According to a Pew poll released in September 2006, the United States is viewed less favourably in Pakistan than even the arch-rival India with which Pakistan has fought several wars. Only 15 per cent of Pakistanis had a favourable attitude towards the US. An August 2007 poll suggests that Musharraf was less popular than Osama bin Laden. It goes on to show that you cannot fight terror by continuing to sell arms to the region which already has nuclear weapons and lending support to rulers when the masses are opposed to your policies. It seems to be just another case of a wrong policy fueling the right. If you mirror these arms sales to the United Nations Millennium Development Goal for water and sanitation, the figure stands at $10 billion, intended to reduce by half the population in the world without proper access to drinking water and basic sanitation by 2015. The arms supplies are booming at a time when around 1.1 billion people in the world do not have access to a minimal amount of clean water.

There are other examples, elsewhere in the world, where similar situations have been dealt with differently. Take Cuba for example. The country has never been in the good books of Washington at least throughout the rule of Fidel Castro. He has not just been a critic of the United States, he has transformed anti-Americanism into an art-form. Far from being amused, the US has indeed tried to overthrow rulers such as Castro, but through covert means. But despite close proximity and sometimes even more grave threats from Latin Americans, things have hardly gone beyond threatening gestures and diplomatic gaffe. There has been no effort to use brute force to topple governments and fight fire thereafter.

It is also pertinent to raise another related issue. Almost the entire world tends to label all extremism with the religious right and sees them as be all and end of violence and bloodshed. But isn’t it time to explore whether the so-called secularists can also be extremists in their own way? Shouldn’t we dissociate ourselves from a black and white game of blaming the right for all the wrongs facing our societies? What happens to the extreme form of violence a war brings to a country? What if an elected government carries out carnage of ordinary mortals and political opponents? Shouldn’t that government be called an extremist one? There are rules of engagement for enemies and there are extra-constitutional methods to bring “terrorists to justice” but why doesn’t anybody talk about prosecuting elected leaders who have waged wars without sufficient evidence and killed hundreds of thousands of people? Like most things modern, there are more questions than answers in this domain.

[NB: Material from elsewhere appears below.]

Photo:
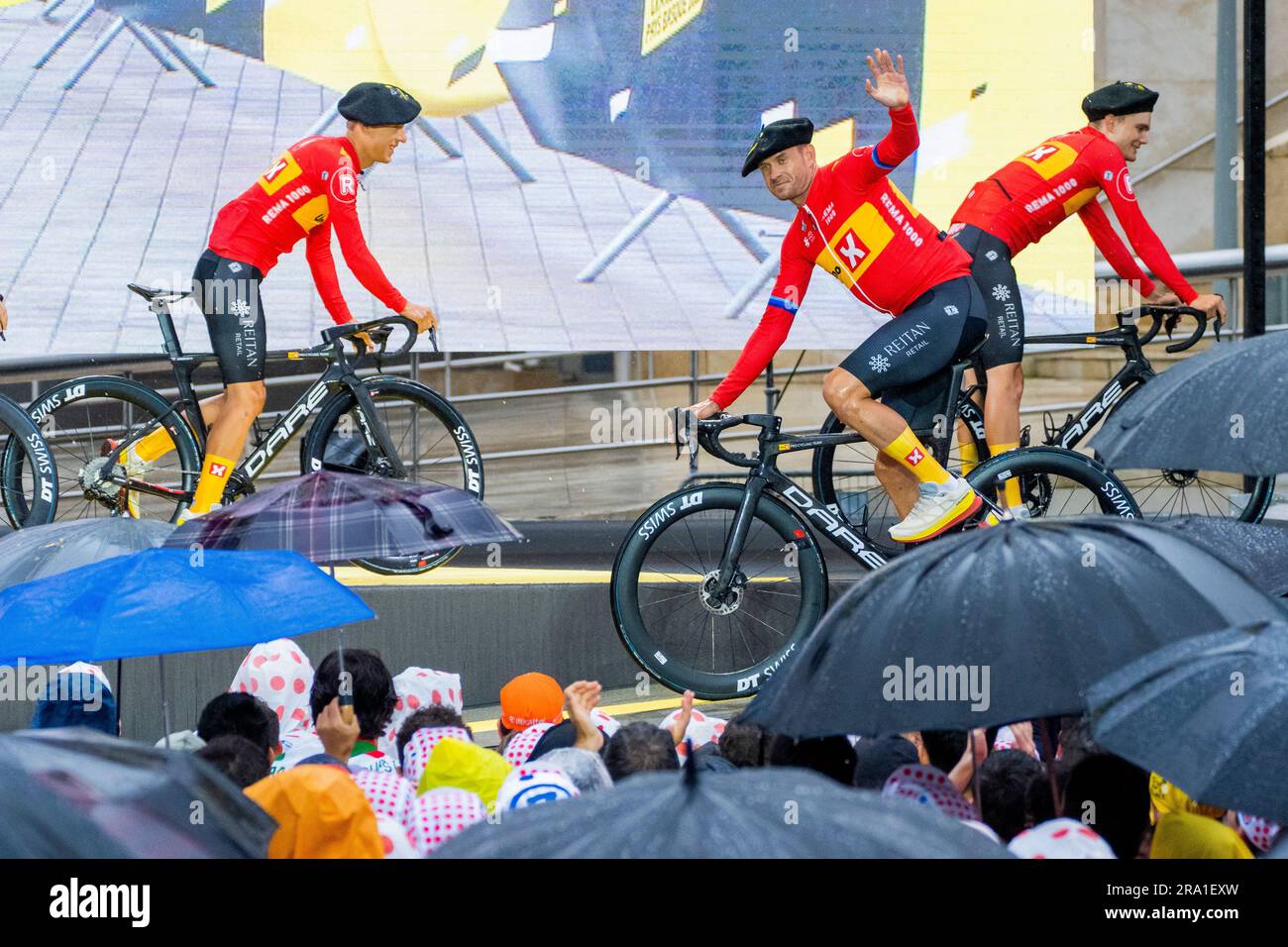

North Korea and Zimbabwe are other examples of rulers challenging the might of the West. They have exercised all means at their command from boycotting negotiations and thwarting advances to conducting missile tests in broad daylight. Yet they have been dealt with in a manner befitting accepting global norms of diplomacy and negotiations. There are several such examples in the Central Asian republics and elsewhere. This level-headed approach is probably the reason why we do not come across extreme cases of extremism there.

As far as Pakistan is concerned, a mix of blind support to the establishment alongside supply of arms and severe crackdown on extremists amounts to ‘several wrongs propping up the right’.